In summary, this plot illustrates one of the main themes in wine analys thus
far:
There *are* observable correlations between wine chemical properties and
quality. *However*, in each case, there are outlier ratings that undermine
the general relationship.
### Plot Three
```{r echo=FALSE,message=FALSE, warning=FALSE, Plot_Three}
ggplot(aes(x=citric.acid, y=quality),
data=subset(data, data$citric.acid <
quantile(data$citric.acid, 0.99))) +
geom_jitter(alpha=2/3) +
geom_smooth() + ggtitle("SO2")
```
### Description Three
After alcohol content, citric acid seemed to have the most promeneant effect
on wine quality. There is a specific bump at around 0.25 where the wine quality
jumps up a rating. That bump was also present in the univariate distribution
plot for citric acid. Is that a feature of certain kinds of wine? Or of wines
of a certain age? Possibly, just a "sweet spot" of citric acid content that
makes for a higher quality wine? The root cause is unknown but I found the
behavior interesting nontheless.
When plotted against wine quality in a scatter plot like this, only citric acid
and alcohol displayed a noticeable trend.
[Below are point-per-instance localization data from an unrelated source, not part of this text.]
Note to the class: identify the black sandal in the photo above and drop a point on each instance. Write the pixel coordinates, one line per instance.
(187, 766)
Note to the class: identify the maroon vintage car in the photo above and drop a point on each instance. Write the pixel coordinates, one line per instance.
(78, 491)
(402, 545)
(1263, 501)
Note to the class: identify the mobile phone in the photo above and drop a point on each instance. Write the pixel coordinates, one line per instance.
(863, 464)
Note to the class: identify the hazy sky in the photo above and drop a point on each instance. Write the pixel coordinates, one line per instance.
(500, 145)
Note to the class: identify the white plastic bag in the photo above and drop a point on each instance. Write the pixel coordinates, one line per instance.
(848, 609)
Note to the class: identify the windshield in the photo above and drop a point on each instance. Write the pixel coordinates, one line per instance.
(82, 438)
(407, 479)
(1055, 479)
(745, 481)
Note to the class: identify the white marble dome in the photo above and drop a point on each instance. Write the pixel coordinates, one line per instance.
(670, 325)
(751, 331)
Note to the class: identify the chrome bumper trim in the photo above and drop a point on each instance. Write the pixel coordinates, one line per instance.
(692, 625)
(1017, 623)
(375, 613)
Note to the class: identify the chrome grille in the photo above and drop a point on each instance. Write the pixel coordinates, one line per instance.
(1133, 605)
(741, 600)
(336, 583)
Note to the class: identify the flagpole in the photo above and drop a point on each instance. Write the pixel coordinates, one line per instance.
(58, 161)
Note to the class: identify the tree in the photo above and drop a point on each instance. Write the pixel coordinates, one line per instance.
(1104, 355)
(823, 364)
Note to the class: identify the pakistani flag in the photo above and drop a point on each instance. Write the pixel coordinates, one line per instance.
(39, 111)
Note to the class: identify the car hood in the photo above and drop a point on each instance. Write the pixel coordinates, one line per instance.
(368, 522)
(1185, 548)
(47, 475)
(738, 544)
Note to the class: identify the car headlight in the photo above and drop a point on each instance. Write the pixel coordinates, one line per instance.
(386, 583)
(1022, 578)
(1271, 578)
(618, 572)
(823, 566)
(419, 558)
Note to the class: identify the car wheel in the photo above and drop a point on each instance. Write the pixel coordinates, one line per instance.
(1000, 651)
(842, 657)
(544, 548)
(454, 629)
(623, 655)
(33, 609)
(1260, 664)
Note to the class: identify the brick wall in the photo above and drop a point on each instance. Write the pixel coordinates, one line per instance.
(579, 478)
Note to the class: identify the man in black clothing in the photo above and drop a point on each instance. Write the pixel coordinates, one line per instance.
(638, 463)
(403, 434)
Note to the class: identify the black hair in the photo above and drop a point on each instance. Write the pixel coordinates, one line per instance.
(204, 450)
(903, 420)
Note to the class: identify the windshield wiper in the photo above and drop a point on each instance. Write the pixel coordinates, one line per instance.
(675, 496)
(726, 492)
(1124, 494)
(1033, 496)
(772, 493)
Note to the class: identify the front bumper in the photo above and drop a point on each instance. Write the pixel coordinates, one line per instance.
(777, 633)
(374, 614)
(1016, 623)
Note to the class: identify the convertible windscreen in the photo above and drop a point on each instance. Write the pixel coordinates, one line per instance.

In each case, the distribution is
slightly skewed towards higher citric acid and higher quality.
------
# Reflection
Overall, I was initially surprised by the seemingly dispersed nature of the
wine data. Nothing was immediately correlatable to being an inherant quality
of good wines. However, upon reflection, this is a sensible finding. Wine
making is still something of a science and an art, and if there was one
single property or process that continually yielded high quality wines, the
field wouldn't be what it is.
I was surprised to find that alcohol content and citric acid were the most
correlatable properties to wine quality. In my mind, sulphates and acidity
were what I assumed would be the main correlations.
In the future, I would like to do some research into the wine making process.
Some winemakers might actively try for some property values or combinations,
and finding those combinations (of 3 or more properties) might be the key
to truly predicting wine quality. This investigation was not able to find
a strong set of two properties that would consistently be able to predict
wine quality with any degree of certainty.
Additionally, having the wine type would be helpful for further analysis.
Somalliers might prefer certain types of wines to have different
properties and behaviors. For example, a Port (as sweet desert wine)
surely is rated differently from a dark and robust abernet Sauvignon,
which is rated differently from a bright and fruity Syrah. Without knowing
the type of wine, it is entirely possible that we are almost literally
comparing apples to oranges and can't find a correlation.
> **Tip**: Here's the final step! Reflect on the exploration you performed and
the insights you found. What were some of the struggles that you went through?
What went well? What was surprising? Make sure you include an insight into
future work that could be done with the dataset.